The overall response rate of 42% is higher than 22–29% reported by Monk [11]. This might be because of the smaller proportion (55%) of patients receiving prior primary CCRT compared with 70–81%. In our study, actually, the response rate showed higher as 52% in 29 patients without CCRT than that of 36% in 36 patients with CCRT.

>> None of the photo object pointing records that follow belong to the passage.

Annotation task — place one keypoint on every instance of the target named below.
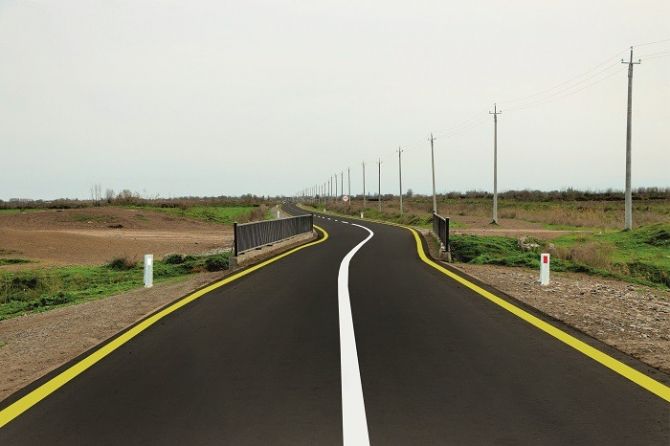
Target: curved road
(271, 358)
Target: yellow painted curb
(639, 378)
(35, 396)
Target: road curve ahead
(352, 340)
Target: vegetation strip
(35, 396)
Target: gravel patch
(635, 319)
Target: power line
(563, 94)
(651, 43)
(570, 80)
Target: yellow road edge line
(35, 396)
(646, 382)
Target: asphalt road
(259, 361)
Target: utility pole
(495, 114)
(400, 175)
(363, 163)
(628, 218)
(432, 163)
(379, 184)
(349, 185)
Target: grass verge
(11, 261)
(639, 256)
(35, 291)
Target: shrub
(217, 263)
(174, 259)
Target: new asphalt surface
(257, 362)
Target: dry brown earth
(97, 235)
(33, 345)
(632, 318)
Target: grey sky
(208, 98)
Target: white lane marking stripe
(354, 421)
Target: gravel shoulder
(632, 318)
(33, 345)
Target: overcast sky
(267, 97)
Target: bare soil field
(97, 235)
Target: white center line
(354, 421)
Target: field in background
(54, 257)
(582, 234)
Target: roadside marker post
(545, 262)
(148, 270)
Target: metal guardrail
(441, 230)
(252, 235)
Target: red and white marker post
(545, 262)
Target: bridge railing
(253, 235)
(441, 230)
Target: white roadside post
(148, 270)
(545, 262)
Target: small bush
(217, 263)
(174, 259)
(122, 264)
(25, 283)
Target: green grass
(12, 261)
(639, 256)
(213, 214)
(374, 214)
(35, 291)
(17, 211)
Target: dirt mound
(96, 235)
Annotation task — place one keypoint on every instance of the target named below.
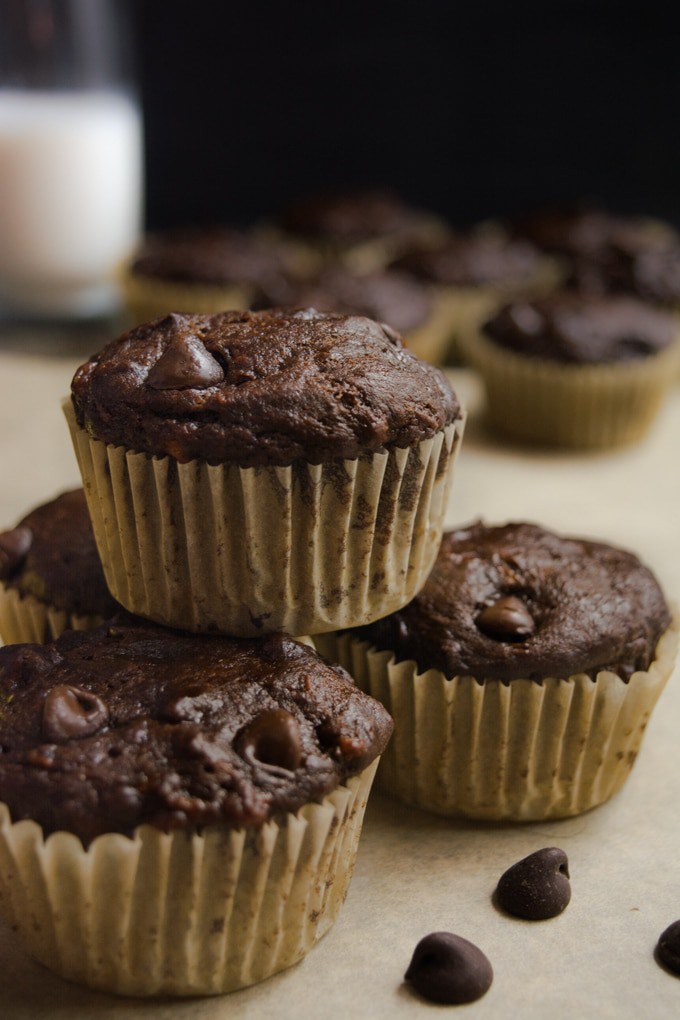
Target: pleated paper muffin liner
(24, 618)
(149, 297)
(570, 405)
(522, 751)
(181, 913)
(249, 551)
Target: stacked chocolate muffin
(203, 786)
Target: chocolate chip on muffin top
(518, 601)
(581, 328)
(52, 556)
(132, 723)
(261, 388)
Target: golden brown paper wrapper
(250, 551)
(181, 913)
(518, 752)
(24, 618)
(535, 400)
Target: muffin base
(181, 913)
(523, 751)
(24, 618)
(578, 406)
(249, 551)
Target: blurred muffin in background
(202, 269)
(51, 578)
(474, 273)
(364, 230)
(575, 369)
(395, 298)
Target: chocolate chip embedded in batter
(13, 547)
(69, 712)
(185, 364)
(447, 968)
(272, 738)
(537, 886)
(507, 619)
(668, 948)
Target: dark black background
(473, 108)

Subgroup analyses of phase III trials comparing cisplatin alone with cisplatin plus topotecan showed that the probability of survival increased incrementally in both treatment groups, the longer a patient was from the completion of prior platinum-based therapy. The benefits of second platinum therapy were minimal in patients who relapsed within 6 months of prior platinum-based therapy and greatest in those in whom more than 2 years had elapsed from prior platinum-based therapy [12]. A phase II trial of oxaliplatin, a platinum derivative, in patients who previously received platinum-based combination chemotherapy reported a response rate of only 8.4%. However, the response rate was 22% in patients who had received prior platinum-based therapy more than 6 months before starting treatment with oxaliplatin, when compared with 0% in those who received prior platinum-based therapy within 6 months [13]. These results of prospective trials support those of our exploratory analyses.

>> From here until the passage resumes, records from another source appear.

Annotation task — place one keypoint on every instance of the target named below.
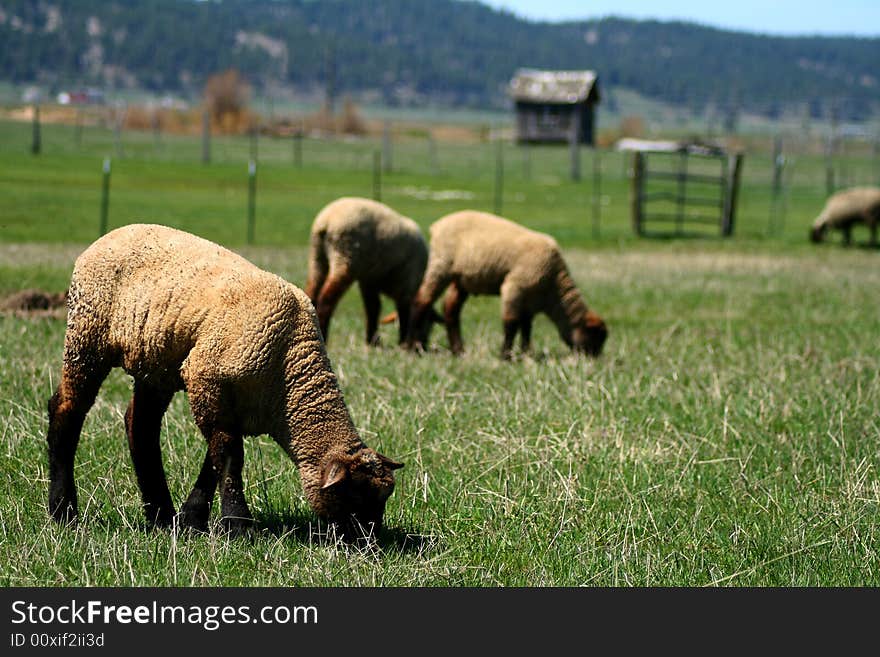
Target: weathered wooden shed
(550, 105)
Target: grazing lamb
(845, 209)
(179, 312)
(357, 239)
(480, 253)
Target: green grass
(727, 436)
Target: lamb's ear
(389, 463)
(334, 472)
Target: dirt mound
(35, 303)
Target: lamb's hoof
(161, 517)
(63, 511)
(194, 519)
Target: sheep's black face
(354, 489)
(589, 337)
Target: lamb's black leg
(526, 333)
(195, 511)
(67, 411)
(511, 326)
(143, 421)
(452, 304)
(372, 306)
(330, 294)
(227, 457)
(403, 320)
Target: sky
(785, 17)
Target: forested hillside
(414, 52)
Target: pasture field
(727, 436)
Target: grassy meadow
(727, 436)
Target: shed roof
(566, 87)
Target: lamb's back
(153, 294)
(482, 250)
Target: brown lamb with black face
(180, 313)
(846, 209)
(480, 253)
(358, 239)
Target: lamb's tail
(318, 264)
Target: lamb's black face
(354, 490)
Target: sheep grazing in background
(481, 253)
(357, 239)
(179, 312)
(847, 208)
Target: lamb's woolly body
(179, 312)
(849, 207)
(481, 253)
(182, 312)
(358, 239)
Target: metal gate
(688, 187)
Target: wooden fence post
(105, 196)
(638, 180)
(377, 176)
(386, 146)
(597, 190)
(499, 175)
(574, 145)
(734, 169)
(252, 200)
(206, 137)
(37, 141)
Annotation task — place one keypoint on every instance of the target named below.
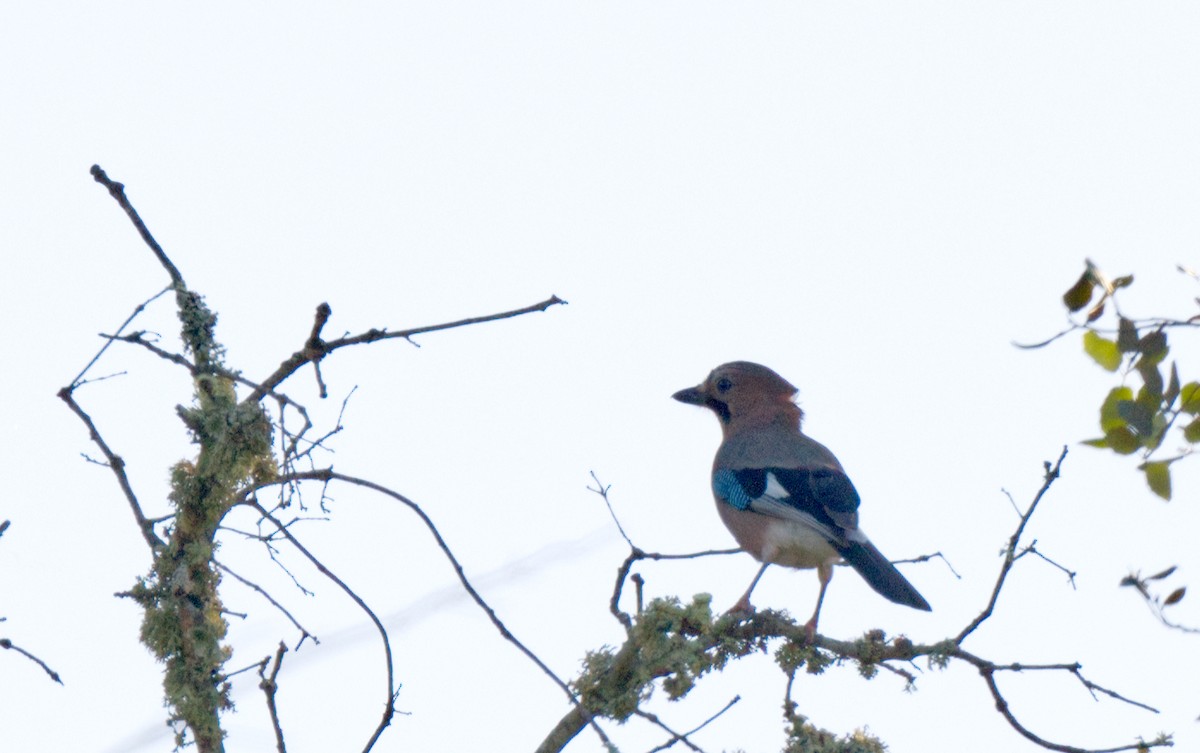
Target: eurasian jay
(784, 495)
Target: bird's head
(744, 393)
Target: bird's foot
(810, 630)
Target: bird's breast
(778, 541)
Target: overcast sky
(874, 199)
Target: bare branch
(304, 632)
(329, 475)
(118, 467)
(270, 687)
(390, 705)
(10, 645)
(1051, 474)
(118, 192)
(316, 349)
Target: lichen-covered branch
(671, 645)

The results of our retrospective analyses and previous studiesl21,22 suggest that the malignant cells in a subset of women with recurrent cervical cancer remain platinum-sensitive. Patients with a PFI of 24 months or longer had a greater than 80% chance of responding to platinum-based regimen. Second-line treatment with either a cisplatin- or carboplatin-based regimen thus appears to be one of the most promising therapeutic strategies for patients with a prolonged PFI in this clinical setting.

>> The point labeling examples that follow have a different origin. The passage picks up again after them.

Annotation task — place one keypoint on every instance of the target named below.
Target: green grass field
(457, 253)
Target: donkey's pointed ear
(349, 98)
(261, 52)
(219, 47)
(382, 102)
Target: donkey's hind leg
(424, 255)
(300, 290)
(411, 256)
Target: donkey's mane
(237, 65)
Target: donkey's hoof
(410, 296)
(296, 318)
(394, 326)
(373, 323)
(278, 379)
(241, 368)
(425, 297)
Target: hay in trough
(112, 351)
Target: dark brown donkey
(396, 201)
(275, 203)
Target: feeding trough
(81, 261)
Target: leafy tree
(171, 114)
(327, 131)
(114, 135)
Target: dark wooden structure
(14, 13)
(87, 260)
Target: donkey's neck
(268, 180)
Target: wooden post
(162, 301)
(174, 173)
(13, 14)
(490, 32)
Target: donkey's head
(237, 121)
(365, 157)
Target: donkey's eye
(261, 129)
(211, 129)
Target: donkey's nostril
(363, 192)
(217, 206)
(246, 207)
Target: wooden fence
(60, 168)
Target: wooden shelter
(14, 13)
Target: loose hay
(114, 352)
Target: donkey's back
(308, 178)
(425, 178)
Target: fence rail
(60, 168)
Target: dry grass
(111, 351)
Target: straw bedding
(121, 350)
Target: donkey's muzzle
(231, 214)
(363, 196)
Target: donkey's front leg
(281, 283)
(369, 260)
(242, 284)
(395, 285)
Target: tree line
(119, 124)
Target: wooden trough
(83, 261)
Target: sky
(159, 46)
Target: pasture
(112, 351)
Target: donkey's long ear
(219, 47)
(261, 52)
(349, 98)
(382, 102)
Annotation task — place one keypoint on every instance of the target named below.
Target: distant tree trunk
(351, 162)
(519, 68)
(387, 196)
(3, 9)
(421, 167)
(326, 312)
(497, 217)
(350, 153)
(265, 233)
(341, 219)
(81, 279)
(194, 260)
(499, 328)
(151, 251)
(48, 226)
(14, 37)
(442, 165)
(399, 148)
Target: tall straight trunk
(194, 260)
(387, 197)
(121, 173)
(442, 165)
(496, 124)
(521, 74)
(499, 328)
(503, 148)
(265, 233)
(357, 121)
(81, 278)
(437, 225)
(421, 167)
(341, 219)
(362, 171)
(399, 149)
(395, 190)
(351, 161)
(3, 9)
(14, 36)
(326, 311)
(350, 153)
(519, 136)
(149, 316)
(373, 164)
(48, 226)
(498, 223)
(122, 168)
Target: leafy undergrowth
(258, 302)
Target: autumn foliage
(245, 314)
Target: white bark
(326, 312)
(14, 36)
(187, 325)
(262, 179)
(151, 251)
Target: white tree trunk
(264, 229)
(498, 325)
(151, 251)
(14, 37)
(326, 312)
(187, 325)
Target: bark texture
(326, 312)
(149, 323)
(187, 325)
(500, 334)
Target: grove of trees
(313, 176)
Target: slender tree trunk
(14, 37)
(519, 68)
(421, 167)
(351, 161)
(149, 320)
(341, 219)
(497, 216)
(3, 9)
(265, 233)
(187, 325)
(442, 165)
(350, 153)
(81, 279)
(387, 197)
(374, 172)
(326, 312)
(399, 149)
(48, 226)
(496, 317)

Our study had limitations. First, it was a retrospective study and lacked sufficient information on toxicity; we therefore cannot make firm recommendations for or against second platinum therapy. Second, nearly 90% of the patients received carboplatin-based regimens, which have not been proven to be superior to cisplatin-based regimen. Third, although this study was retrospective and exploratory analysis, the analyses of platinum-free interval were performed in multiple times. Despite the limitations of our study, the following general conclusions can be made. In patients with recurrent or metastatic cervical cancer who have received first-line platinum-based therapy, PFI and performance status might have both predictive and prognostic value for second platinum therapy. Response rates are expected to increase in parallel with the length of the PFI.